The Phillies are 0-1 for the first time since 2009. The schedule calls for another day of inactivity Tuesday, which does not feel right after just 2 hours, 56 minutes of baseball and the immediate disappointment it created.
They flashed brilliance - Ben Revere's 11-pitch walk, Chase Utley's three-hit show, the constant chipping away - but it was not enough. Hamels allowed five runs in five innings. He could not locate his pitches. He spiked his curveballs. He floated his cutters.
"It looked like he was really fighting to get the ball where he wanted it," manager Charlie Manuel said.
As it began its Post-Chipper Era, Atlanta added power this winter with the Upton brothers. This lineup could mash 200 home runs in 2013. Hamels served up three in a game for the ninth time in his career.
Freddie Freeman drilled a 93-m.p.h., belt-high cutter in the first inning. Dan Uggla smacked a 91-m.p.h. fastball on a 3-0 count. That swing initiated the stadium's chant as red foam tomahawks waved among the 51,456 in attendance.
Hamels has lost his first start five times in the last seven years. He did not pitch more than 51/3 innings in any of those outings since 2008.
The hole grew deeper when Chad Durbin relieved Hamels in the sixth.
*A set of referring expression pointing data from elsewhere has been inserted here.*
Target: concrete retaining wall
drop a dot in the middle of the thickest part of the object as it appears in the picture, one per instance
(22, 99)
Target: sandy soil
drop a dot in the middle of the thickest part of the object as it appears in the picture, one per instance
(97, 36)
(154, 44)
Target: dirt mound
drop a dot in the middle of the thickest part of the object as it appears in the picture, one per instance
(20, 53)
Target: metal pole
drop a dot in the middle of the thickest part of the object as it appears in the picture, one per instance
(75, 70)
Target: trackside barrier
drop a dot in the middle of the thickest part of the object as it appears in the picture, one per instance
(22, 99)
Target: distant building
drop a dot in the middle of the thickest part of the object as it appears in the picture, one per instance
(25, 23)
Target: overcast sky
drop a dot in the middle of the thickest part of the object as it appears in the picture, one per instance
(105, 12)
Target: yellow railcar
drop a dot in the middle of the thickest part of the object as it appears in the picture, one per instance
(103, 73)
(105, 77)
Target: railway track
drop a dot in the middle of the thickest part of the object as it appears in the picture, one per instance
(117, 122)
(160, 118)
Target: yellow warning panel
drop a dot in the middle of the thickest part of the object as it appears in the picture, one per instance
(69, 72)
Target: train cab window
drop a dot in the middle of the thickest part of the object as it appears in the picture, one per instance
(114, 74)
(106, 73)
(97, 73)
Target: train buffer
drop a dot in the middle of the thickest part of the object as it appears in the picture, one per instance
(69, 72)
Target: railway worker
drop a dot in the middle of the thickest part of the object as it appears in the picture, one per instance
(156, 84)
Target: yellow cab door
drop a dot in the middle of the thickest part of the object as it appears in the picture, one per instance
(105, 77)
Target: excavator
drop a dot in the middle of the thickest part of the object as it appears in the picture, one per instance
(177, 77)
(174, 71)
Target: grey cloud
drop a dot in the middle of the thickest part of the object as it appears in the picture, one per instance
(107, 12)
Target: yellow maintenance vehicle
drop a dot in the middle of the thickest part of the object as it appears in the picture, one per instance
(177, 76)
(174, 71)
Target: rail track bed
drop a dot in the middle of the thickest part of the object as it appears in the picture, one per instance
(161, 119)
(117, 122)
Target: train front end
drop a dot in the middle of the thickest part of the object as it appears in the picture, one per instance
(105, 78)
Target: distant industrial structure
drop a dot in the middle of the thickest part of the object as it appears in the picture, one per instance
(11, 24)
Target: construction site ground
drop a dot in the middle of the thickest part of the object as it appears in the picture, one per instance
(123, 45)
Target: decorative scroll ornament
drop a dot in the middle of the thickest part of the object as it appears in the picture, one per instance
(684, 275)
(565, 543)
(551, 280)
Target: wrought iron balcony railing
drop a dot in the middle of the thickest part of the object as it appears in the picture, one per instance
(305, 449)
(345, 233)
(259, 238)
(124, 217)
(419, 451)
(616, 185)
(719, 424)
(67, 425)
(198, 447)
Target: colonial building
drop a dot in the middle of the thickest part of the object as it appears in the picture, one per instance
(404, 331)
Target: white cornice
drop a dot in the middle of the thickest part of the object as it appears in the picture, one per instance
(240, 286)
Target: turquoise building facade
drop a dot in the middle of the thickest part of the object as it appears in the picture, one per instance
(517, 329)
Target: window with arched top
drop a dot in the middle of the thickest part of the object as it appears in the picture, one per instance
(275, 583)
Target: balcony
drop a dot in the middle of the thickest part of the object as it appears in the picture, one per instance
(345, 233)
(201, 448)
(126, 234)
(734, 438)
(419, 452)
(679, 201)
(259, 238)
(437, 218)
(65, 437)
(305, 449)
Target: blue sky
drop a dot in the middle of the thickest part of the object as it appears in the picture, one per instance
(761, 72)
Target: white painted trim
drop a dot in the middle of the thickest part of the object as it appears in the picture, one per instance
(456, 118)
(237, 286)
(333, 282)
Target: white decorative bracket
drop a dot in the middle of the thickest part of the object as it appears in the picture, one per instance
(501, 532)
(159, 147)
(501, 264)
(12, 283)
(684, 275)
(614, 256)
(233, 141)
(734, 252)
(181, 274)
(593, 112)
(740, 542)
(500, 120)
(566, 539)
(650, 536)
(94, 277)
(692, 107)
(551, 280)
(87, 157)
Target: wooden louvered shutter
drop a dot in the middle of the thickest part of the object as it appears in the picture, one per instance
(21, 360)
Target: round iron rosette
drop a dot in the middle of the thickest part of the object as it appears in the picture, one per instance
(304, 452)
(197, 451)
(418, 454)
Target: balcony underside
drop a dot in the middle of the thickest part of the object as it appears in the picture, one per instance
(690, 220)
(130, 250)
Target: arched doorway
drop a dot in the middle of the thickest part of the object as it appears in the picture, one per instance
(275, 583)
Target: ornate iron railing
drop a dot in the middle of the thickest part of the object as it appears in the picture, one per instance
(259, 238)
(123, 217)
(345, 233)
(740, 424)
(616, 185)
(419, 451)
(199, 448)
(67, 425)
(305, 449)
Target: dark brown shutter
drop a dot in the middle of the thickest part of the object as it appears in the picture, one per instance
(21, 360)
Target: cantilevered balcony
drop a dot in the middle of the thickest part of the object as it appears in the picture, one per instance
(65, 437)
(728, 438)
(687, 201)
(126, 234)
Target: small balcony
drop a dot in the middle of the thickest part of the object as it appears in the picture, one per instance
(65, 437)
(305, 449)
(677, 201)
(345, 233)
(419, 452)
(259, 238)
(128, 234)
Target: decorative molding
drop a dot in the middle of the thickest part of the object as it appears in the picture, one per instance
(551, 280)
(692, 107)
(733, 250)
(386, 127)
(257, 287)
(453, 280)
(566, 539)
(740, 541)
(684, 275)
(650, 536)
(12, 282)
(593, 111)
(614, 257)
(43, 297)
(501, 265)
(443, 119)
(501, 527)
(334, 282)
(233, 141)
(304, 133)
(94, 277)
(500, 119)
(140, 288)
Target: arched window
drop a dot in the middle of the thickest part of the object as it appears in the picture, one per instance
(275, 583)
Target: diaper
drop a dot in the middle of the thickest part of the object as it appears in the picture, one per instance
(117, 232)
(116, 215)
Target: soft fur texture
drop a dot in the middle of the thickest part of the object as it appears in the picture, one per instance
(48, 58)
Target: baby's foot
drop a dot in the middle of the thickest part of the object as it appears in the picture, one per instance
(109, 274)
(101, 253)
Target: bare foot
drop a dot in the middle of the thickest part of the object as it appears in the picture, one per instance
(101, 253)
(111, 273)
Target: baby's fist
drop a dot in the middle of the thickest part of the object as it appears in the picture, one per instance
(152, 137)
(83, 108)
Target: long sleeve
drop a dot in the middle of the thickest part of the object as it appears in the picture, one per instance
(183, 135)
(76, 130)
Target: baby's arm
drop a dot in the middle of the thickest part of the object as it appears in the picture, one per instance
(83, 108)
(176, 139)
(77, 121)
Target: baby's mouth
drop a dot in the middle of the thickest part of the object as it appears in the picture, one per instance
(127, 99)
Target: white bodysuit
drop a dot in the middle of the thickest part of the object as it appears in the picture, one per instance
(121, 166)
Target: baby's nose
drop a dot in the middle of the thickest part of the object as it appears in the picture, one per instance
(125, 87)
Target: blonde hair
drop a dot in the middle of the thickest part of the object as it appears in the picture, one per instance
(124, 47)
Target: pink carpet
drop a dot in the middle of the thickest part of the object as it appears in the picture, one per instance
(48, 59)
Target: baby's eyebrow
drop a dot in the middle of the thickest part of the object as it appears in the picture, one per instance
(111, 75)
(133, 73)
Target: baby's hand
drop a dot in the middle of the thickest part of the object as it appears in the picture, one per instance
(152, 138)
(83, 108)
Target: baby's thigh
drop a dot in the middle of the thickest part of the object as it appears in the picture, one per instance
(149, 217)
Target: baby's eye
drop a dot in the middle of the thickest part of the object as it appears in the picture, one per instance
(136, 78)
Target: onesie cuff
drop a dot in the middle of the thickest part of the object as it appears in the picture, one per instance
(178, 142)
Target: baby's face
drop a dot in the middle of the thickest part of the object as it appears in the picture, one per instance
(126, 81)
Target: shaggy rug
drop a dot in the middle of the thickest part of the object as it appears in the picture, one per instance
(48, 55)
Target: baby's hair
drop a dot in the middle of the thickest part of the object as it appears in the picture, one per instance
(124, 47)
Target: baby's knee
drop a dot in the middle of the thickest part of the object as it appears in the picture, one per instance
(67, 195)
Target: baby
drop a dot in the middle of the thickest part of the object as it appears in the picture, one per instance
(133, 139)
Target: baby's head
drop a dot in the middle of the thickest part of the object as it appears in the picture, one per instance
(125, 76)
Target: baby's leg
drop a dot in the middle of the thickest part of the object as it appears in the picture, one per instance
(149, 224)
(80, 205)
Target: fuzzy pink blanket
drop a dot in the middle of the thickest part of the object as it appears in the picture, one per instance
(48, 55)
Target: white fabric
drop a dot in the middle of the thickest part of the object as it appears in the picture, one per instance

The veteran reliever faced three hitters, all of whom reached base, and two scored. For Durbin, it was a continuation of a rocky spring in which opposing scouts doubted his stuff.
Hamels' performance could have been an unsightly footnote had Durbin not stumbled. The Phillies' offense was plenty capable. Utley, playing his first opening day since 2010, was spectacular in falling a double shy of the cycle. He blasted a Tim Hudson pitch to straightaway center for his 200th career home run. His legs carried him to third base on a ball hit to the wall in right-center.
When Revere grinded out an 11-pitch walk, it gassed Hudson. The Phillies scored twice in the fifth to cut Atlanta's lead to one. Hudson was removed before Hamels. The possibility for greater damage disappeared when Ryan Howard whiffed against lefty Luis Avilan and Domonic Brown tapped a grounder with the bases loaded.
"We stayed with them," Manuel said. "We fought them all night. We were close. You're looking at two good teams."
In the ninth Guns N' Roses blared to signal flamethrowing Craig Kimbrel's entrance. After 16 pitches, the Phillies and their fans were forced to begin waiting again to taste victory.